This summer the Moses Hudgin Log House was honoured with a reproduction at Birdhouse city. The Log House sits proudly on its pole with a unique hand made sign. The House is already in use, but probably not by birds. Judging by the expanded opening and signs of grasses it is probable that it has become a home for red squirrels.
MHLH Birdhouse at Picton Birdhouse City (Photo: Cheryl Anderson)
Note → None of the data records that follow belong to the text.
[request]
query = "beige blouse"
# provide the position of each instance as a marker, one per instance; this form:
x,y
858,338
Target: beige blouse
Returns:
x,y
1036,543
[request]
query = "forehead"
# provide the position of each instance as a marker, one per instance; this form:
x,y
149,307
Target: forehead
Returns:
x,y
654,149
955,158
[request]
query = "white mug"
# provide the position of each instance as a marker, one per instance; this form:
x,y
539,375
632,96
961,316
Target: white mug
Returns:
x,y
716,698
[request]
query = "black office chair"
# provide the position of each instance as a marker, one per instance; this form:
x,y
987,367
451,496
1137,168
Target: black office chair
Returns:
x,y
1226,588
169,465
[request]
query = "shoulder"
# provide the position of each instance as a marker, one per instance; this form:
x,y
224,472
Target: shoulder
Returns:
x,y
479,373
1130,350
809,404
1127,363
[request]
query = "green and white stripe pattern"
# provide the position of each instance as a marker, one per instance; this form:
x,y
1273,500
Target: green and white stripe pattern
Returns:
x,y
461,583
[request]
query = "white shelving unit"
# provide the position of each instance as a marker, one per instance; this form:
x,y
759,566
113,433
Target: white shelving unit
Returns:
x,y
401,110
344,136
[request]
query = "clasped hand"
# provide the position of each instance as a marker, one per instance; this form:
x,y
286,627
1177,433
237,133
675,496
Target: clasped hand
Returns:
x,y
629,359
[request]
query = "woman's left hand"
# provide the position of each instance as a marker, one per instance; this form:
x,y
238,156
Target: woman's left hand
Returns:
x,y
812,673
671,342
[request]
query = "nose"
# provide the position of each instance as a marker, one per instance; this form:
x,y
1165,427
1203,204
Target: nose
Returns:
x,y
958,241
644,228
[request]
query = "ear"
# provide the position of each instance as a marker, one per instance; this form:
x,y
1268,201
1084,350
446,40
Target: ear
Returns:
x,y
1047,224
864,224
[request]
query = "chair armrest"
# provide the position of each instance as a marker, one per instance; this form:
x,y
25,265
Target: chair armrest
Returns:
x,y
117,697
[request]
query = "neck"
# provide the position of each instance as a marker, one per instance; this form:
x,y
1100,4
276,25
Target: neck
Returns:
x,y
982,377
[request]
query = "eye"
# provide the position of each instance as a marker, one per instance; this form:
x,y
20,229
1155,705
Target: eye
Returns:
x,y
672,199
This description of Bird House City is from the Quinte Conservation web site:
“Birdhouse City is a miniature community of purposeful and whimsical hand-crafted birdhouses depicting the unique character, culture, and history of Prince Edward County. Each birdhouse rests high on its own platform and pole and provides a safe place for birds to nest. Located at the Macaulay Mountain Conservation area just outside of Picton, the City offers a one-of-a-kind, outdoor experience for people of all ages. The late Doug Harns, a former superintendent with the Prince Edward Region Conservation (now Quinte Conservation) had a gift working with wood and it was through his creativity that Birdhouse City was born. Starting with a massive birdhouse replica of the historic Massassauga Park Hotel, the City was created when it was decided that if one birdhouse looked good, then a few more would look better. The City was designed as a community involvement project. Numerous schools, businesses, individuals, and groups built birdhouses that were mostly reproductions of Prince Edward County’s historic buildings and other recognizable structures. Since its creation in 1980, Birdhouse City has become a well-loved attraction, drawing in thousands of people each year. Birdhouse City is managed by volunteers in partnership with Quinte Conservation and with the generous support of the community. As time and elements take their toll on the City, houses are restored and rebuilt by volunteers. The City relies solely on donated labour and materials to support this ongoing work.”
Birdhouse City is worth a visit. The work of the many recent volunteers is exemplified by the several new houses and the obvious restoration of some of the older examples. Macauley Conservation area has many walking trails and is a good spot for birding in all seasons.